C’est devenu une lapalissade : dans le ciel de l’entertainment jeune public en images de synthèse, il y a Pixar, ses scénarios délicieusement originaux et son inventivité sans cesse renouvelée, et puis il y a les autres, qui s’enlisent à répétition dans les vieilles recettes du genre, non sans un certain puritanisme. Ce truisme, longtemps en vigueur, semble parfois s’émailler, à la faveur d’une création souvent plus diverse et composite qu’on voudrait le faire croire : Blue Sky (Horton), DreamWorks Animation (Dragons), ont ainsi, dernièrement, fait des propositions plus fantaisistes et inspirées que de coutume – toutes proportions gardées. De son côté, Pixar ne projette à un horizon proche que des suites, stratégie qui a pu aboutir à de belles réussites mais reste un terrain glissant. Kung Fu Panda 2, à la lumière de ces constats, est une surprise en demi-teinte.
Ceinture noire
Po, leading character balourd et grossier, l’expose dangereusement au risque de sombrer dans l’énorme farce. Heureusement, les scénaristes Jonathan Aibel et Glenn Berger savent mettre de côté les ressources plus ou moins comiques de leur peluche obèse quand c’est de rigueur. C’est grâce à ce dosage bienvenu que le second volet creuse donc quelques pistes autour de Po, Shifu et les cinq cyclones. Dans cette espèce d’immense parc d’attractions bâti par DreamWorks autour de l’imaginaire asiatique, les choses ont changé. Po n’est plus (trop) l’indésirable cochon parmi les colombes du kung-fu. En marge de ceux qui sont maintenant ses égaux, il se met en quête de son identité, hanté par un drame d’enfance que sa mémoire reconstitue difficilement. Il doit en démêler les nœuds, et c’est à cette condition floue qu’il vaincra ses démons et l’infâme paon Shen, pirouette scénaristique qui met avantageusement toutes les forces d’opposition au héros dans le même sac, et il n’y a plus qu’à descendre les poubelles.
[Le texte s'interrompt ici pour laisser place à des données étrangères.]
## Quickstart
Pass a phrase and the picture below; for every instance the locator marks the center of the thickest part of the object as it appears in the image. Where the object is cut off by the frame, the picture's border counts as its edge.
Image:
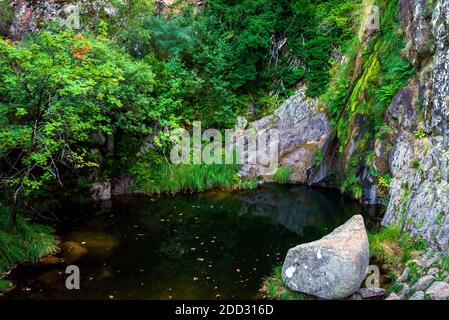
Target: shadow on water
(202, 246)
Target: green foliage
(382, 244)
(282, 175)
(385, 181)
(393, 246)
(319, 157)
(7, 14)
(352, 186)
(24, 241)
(4, 286)
(420, 134)
(184, 177)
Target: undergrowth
(24, 242)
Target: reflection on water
(203, 246)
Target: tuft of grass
(390, 245)
(384, 244)
(186, 177)
(247, 184)
(282, 175)
(5, 286)
(24, 242)
(274, 289)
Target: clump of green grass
(185, 177)
(392, 246)
(282, 175)
(4, 285)
(273, 288)
(384, 244)
(22, 242)
(247, 184)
Tout comme le premier volet, Kung Fu Panda 2 parvient étonnamment à osciller entre l’aventure et la comédie, l’un ne marchant pas trop sur les pieds de l’autre. Le maintien de cet équilibre de ton est d’ailleurs d’autant plus surprenant que tous les ingrédients étaient réunis pour faire dans la farce guignolesque. Par chance, donc, Po est drôle quand il le faut, et sérieux quand l’intrigue l’exige. Ces charges étant plutôt respectées, on atteint régulièrement de vraies situations de tensions, et on rit aussi volontiers, bien que le film ne cache pas son attachement à la blague tendrement grivoise, pour un cœur de cible qui doit sûrement culminer à douze ans.
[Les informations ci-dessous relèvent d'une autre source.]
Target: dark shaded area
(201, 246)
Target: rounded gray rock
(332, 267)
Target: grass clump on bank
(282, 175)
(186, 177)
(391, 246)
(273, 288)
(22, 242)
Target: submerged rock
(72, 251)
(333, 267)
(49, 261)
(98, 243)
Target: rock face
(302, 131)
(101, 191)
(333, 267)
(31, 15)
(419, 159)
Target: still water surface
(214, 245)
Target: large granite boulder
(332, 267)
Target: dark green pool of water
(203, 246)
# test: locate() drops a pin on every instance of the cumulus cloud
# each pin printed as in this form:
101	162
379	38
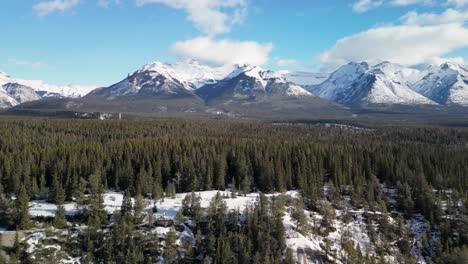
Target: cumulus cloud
107	3
224	51
458	3
410	2
28	64
449	16
284	62
45	8
362	6
404	44
211	17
Mais nous parlions en introduction de demi-teinte. Les réussites timides mentionnées sont moins de réels succès que la simple surprise de voir le film éviter les pièges à loups disséminés dans le scénario, ce qui n’en fait pas autre chose qu’un produit de divertissement très conformé. Et même si ces considérations sont parfois discutables, la nouvelle donne est également dotée d’un fond puritain assez jumeau de celui du premier épisode de la saga. C’est aussi bien allègrement que Kung Fu Panda 2 actualise la tradition de s’essuyer les pieds sur le film dont on propose une suite, en réévaluant au rabais les enjeux du premier volet, ici repris et engraissés. On peut appeler ça de la boulimie narrative : les montagnes (Shifu, les cinq cyclones) deviennent les collines de nouvelles montagnes plus grandes, la ville n’était finalement qu’un village, et les scénaristes préfèrent la surenchère à la variation. Plutôt qu’un monde enrichi, un monde augmenté.
À l’arrivée, Kung Fu Panda 2 est un film à deux vitesses : celle des mauvais réflexes des studios de DreamWorks Animation, leur puritanisme dormant, leur gamme de personnages lourdingues et leur cahier des charges ultra-répétitif ; et celle d’une étonnante tenue du scénario, qui esquive souvent les pièges qui lui sont tendus, et étoffe certaines facettes moins évidentes de son personnage principal. C’est d’ailleurs, réjouissons-nous-en, la tonalité indiquée par l’appel du pied que le film lance à sa probable suite. Kung Fu Panda, ou comment une saga essaye tant bien que mal de doubler ses démons, sans jamais pouvoir complètement s’en débarrasser.